In “Being Mortal,” Dr. Gawande eloquently describes the current “treatment” of the elderly sick and disabled in nursing homes and assisted living residences, as well as the lack of human interaction involved, all in the name of caring.

In contrast, in my early practice as a general practitioner some 60 years ago, with $3 office visits and $5 house calls, doctors were on call 24 hours a day, went to homes and routinely knew their patients on a personal basis – a situation rarely if ever true now.

Over several decades, technology – computers, automated record-keeping, highly refined tools such as CAT scans and the MRI – has transformed the practice of medicine.

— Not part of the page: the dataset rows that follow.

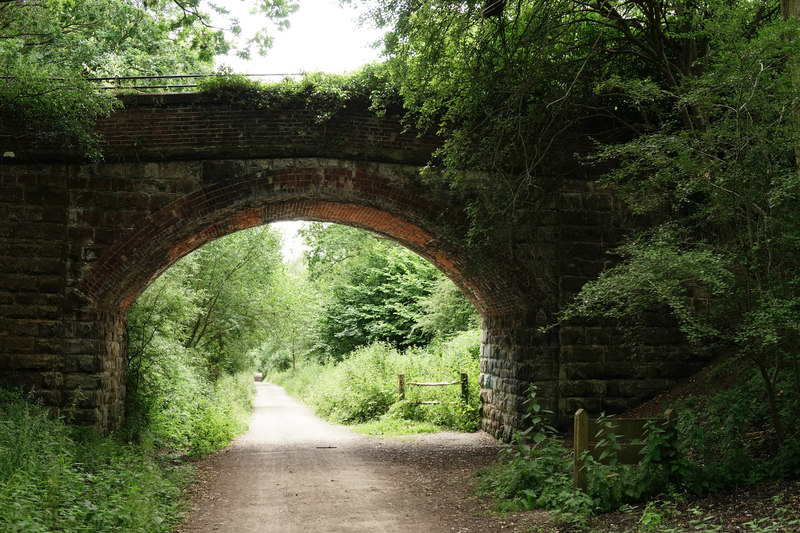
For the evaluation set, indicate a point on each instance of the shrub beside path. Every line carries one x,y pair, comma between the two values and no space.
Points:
292,472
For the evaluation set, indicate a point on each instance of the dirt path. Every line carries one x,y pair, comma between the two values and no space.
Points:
295,473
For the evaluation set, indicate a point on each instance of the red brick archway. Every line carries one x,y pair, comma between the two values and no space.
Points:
355,195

In addition, doctors have become “employees” of the insurance industry and are no longer individual practitioners. They are insulated from meaningful patient contact by multiple staff, sterile exam rooms, large office buildings and multiple layers of paper.

Of even greater import, though, is the isolation of those nearing the end of life, whether in nursing homes or a similar setting with a more catchy name. Dr. Gawande illustrates these problems with several emotionally charged case histories.

As a physician I can clearly see how we have moved from caring for and about the person whom we face to treating a condition that challenges us. To be sure, “do no harm” is still a basic ethical principle, but the understanding of “harm” may have changed, and “harm” may have taken on a much broader meaning in the context of hugely advanced technology.

Many years ago, in a less complex society, where the ultimate harm seemed to be death, our ethical task was at all costs to prevent this. It would appear, in that regard at least, we have been rather successful, and life has been, in most cases, greatly prolonged.

It also seems, however, that such gains as these are accompanied by rather significant challenges. For instance, now, in a highly complicated technological world, there is a need to re-examine what is “harm,” which Dr. Gawande attempts to do.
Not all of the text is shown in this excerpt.